Royal Ministry of Transport

Agency overview
- Formed: 22 February 1946; 80 years ago
- Preceding agency: Ministry of Labour;
- Jurisdiction: Government of Norway
- Headquarters: Oslo
- Minister responsible: Jon-Ivar Nygård, Minister of Transport;
- Agency executive: Villa Kulild, Secretary General;
- Website: Official website

Footnotes
- List of Norwegian ministries

= Ministry of Transport (Norway) =

Government ministry of Norway

The Royal Norwegian Ministry of Transport, also referred as Ministry of Transport and Communications (Samferdselsdepartementet, SD) is a Norwegian ministry established in 1946, and is responsible for transportation in Norway. The ministry was responsible for communication infrastructure until may 2019, when the responsibility for the Norwegian Communications Authority was transferred to Ministry of Local Government and Regional Development. Since October 2021, the ministry has been headed by Jon-Ivar Nygård of the Labour Party.
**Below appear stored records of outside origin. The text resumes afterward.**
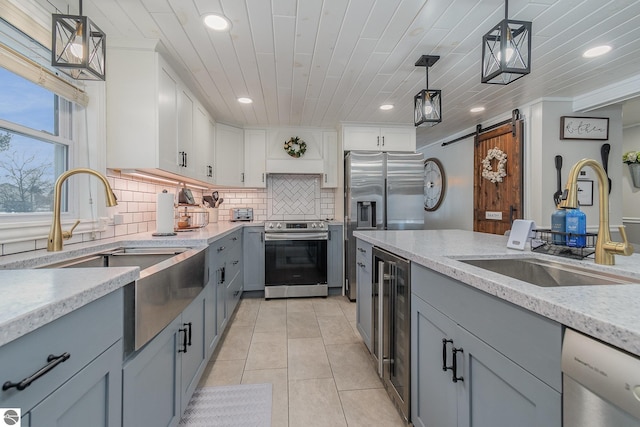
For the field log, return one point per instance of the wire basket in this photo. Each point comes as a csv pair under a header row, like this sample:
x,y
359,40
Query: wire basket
x,y
188,218
554,243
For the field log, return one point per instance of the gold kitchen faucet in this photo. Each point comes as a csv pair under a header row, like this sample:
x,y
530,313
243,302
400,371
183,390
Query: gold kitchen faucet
x,y
56,235
606,249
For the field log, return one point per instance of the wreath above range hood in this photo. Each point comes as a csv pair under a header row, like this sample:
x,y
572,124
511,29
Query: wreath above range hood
x,y
295,151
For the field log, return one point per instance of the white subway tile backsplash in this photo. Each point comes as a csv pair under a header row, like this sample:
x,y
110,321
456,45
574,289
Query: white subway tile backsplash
x,y
287,197
17,247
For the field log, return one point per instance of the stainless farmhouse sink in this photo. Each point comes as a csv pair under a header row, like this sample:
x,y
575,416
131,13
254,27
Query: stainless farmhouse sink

The department must report to the parliament (Stortinget).

== Organization ==

=== Political staff ===
As of September 2025, the political staff of the ministry is as follows
- Minister of Transport Jon-Ivar Nygård (Labour Party)
- State Secretary Tom Kalsås (Labour Party)
- State Secretary Abel Cecilie Knibe Kroglund (Labour Party)
- Political Adviser Jakob Vorren (Labour Party)
=== Department ===
The ministry has 135 employees and is divided into the following sections:
- Political staff
- Communication Unit
- Department of Management, Administration and Public Safety and Security
- Department of Civil Aviation, Postal services and Procurement of Non-Commercial Transport
- Department of Planning and Rail transport
- Department of Public Roads, Urban Mobility and Traffic Safety

=== Subsidiaries ===
Under the ministry there are seven administrative agencies and four state-owned limited companies:
- Avinor (Airport operator, company)
- Bane NOR (Railway infrastructure, company)
- Baneservice (Construction, company)
- Norwegian Accident Investigation Board
- Norwegian Civil Aviation Authority
- Norwegian Railway Directorate
- Norwegian Railway Inspectorate
- Technical Supervisory Authority for Cableways
- Vygruppen AS (Vy) (company)
- Entur AS (company)
- Posten (Postal service, company)
- Statens Vegvesen (Public Roads Administration)
The department owned 1/3 of Stor-Oslo Lokaltrafikk that organised the public transport in Akershus.

Note: The railway company Airport Express Train, the Norwegian Maritime Directorate and the Norwegian Ship Registers are subsidiaries of the Norwegian Ministry of Trade and Industry while Kystverket is a subsidiary of the Norwegian Ministry of Fisheries and Coastal Affairs.